Collaboration and chosen family in Peter Tully’s practice
With a focus on the powerful influence travelling can have on artists, TARA GOUTTMAN reflects on PETER TULLY and the idea of chosen family and its intrinsic importance for queer identity.
‘[The group] were scholarly and thorough, and they had a whale of a time while they dissected ideas and the patterns of garments’1
The people we surround ourselves with say a lot about us: who we are, what we believe in, what we stand for and what inspires us. Peter Tully, artist and artistic director of the Sydney Mardi Gras from 1982 until 1986, surrounded himself with like-minded people who encouraged one another to seize each day and live unapologetically during a time when gay and feminist movements were gaining serious momentum. His chosen family—designer Linda Jackson, photographer and Jackson’s partner at the time Fran Moore, artist David McDiarmid, designer Jenny Kee and photographer William Yang—all dipped and weaved in the wider circles of fashion, politics, art and design.
The impact of Jackson on Tully’s artistic practice and personal life is particularly significant. In 1970 he accompanied Jackson and Moore to Lae in Papua New Guinea where they resided for a year. Tully eventually split off from the pair, teaching English in Paris and taking short trips to Western Europe to destinations like Spain and the Netherlands.
In the 1980s, Paris was a significant historical and cultural hub — home to expansive museums and gallery collections that far surpassed the content publicly available in Australia. The Oceanic and African objects in Paris collections captivated and intrigued Tully, so much so that before reuniting with Moore and Jackson in 1973 to return to Australia, he travelled the long way, through Sudan, Ethiopia, India, Egypt and Kenya. It was during these extensive travels that Tully was exposed to different methods and artmaking practices that were unfamiliar to most Australian artists.

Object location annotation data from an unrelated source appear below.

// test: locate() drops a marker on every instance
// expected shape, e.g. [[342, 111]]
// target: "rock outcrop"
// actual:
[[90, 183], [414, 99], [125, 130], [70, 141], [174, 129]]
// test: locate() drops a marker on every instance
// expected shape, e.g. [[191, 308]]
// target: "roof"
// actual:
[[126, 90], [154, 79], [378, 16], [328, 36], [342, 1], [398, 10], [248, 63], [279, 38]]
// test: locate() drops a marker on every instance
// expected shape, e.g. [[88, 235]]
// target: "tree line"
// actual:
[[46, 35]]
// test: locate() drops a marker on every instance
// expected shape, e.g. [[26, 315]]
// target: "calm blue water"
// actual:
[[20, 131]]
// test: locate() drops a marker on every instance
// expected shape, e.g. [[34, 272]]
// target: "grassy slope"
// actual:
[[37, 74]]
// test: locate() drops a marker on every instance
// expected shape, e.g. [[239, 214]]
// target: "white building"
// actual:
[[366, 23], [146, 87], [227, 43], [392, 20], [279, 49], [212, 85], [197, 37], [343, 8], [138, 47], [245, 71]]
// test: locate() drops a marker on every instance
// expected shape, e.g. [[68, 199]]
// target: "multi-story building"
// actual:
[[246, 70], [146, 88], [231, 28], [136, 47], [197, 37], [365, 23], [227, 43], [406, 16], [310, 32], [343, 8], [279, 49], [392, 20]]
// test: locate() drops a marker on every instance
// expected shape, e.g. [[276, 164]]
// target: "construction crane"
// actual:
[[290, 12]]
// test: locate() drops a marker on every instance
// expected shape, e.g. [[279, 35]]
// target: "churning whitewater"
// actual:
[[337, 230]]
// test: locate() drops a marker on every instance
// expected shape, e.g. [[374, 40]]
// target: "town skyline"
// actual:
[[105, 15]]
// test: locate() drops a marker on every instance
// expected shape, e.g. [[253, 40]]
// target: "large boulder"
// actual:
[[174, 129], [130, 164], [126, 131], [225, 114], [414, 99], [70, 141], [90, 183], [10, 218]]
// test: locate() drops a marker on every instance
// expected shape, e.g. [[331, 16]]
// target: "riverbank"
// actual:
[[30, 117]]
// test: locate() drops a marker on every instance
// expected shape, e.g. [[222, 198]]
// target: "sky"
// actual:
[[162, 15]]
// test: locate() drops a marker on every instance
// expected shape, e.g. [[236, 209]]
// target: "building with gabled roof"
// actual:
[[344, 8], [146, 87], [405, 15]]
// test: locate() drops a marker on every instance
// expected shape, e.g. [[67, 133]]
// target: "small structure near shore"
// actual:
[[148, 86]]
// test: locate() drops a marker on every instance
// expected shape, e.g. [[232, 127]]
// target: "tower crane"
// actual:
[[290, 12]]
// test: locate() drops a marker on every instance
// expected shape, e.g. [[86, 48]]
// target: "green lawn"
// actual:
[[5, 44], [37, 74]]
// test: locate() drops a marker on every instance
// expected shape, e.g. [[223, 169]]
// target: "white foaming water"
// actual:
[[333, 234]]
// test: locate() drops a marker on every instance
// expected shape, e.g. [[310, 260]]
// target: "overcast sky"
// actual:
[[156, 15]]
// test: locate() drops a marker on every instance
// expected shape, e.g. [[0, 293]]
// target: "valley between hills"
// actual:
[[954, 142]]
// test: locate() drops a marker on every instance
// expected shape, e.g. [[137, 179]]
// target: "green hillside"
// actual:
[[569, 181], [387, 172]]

His work Tony’s vest 1987 shows some of the found objects and pendants that he collected during his travels including feathers, shells, teeth, pop-culture pins and decorated buttons. Tully’s time in Sudan and the use of non-precious materials in jewellery making deeply resonated with him. In Tony’s vest he applies his observations, combining modern souvenirs of New York City and Australia with African talismanic adornments and ideas. Here, Tully emphasises his own gay ‘tribe’. He highlights the ties he felt to communities across the globe and the celebratory queer space that he helped create within Australian fashion. By forging playful, creative and vibrant parallels between these groups—each existing on opposite sides of the world—Tully’s sartorial artistic manner celebrates non-exclusive notions of art, fashion and political identity.
These overseas influences also reveal themselves in the collaborations Tully shared with his chosen family. In 1975, Kee and Jackson’s annual Flamingo Follies fashion parade for their brand Flamingo Park Frock Salon demonstrated an ambitious collection of collaborations between the group. Kee and Jackson made all the outfits for the parades, then Tully would make jewellery inspired by the outfits to accompany them. McDiamird would sometimes hand paint the fabrics Kee and Jackson would use, while Yang would document the events through photography. This is how the collaborative element came to life among the group, and it was not simply restricted to Flamingo Follie events. Wearable pieces by both Tully and McDiarmid were championed by the brand’s founders and sold at the store's location in the Strand Arcade, Sydney. Many of these accessories survive, such as Tully’s Uluru brooch 1980, a stylised map made from fluorescent plastic that recognises Uluru as the heart of Australia.
It is difficult to discuss Tully and Jackson without mentioning the wider friendship group that was an important catalyst for their artistic creation, exchange and collaboration. This concept of chosen family remains an essential aspect of many queer lives today. These bonds are often a transformative, liberating and healing aspect of queer identity. They demonstrate an all-encompassing level of mutual love, encouragement and support that individuals may not receive in their obligated familial relationships.
The group, while using cheap, inconspicuous and easily accessible materials, brushed away conformist traditions and cultural norms, becoming figureheads of the Australian sexual revolution and gay liberation cultural politics. It was through his chosen family's support, companionship and collaborative creative endeavours that Tully was able to leave such a significant imprint in Australian queer politics and art historical understandings.
- Judith Pugh, ‘An era that changed us’, Artist Profile, 2017, https://artistprofile.com.au/an-era-that-changed-us/
This story is part of the 2024 Young Writers Digital Residency.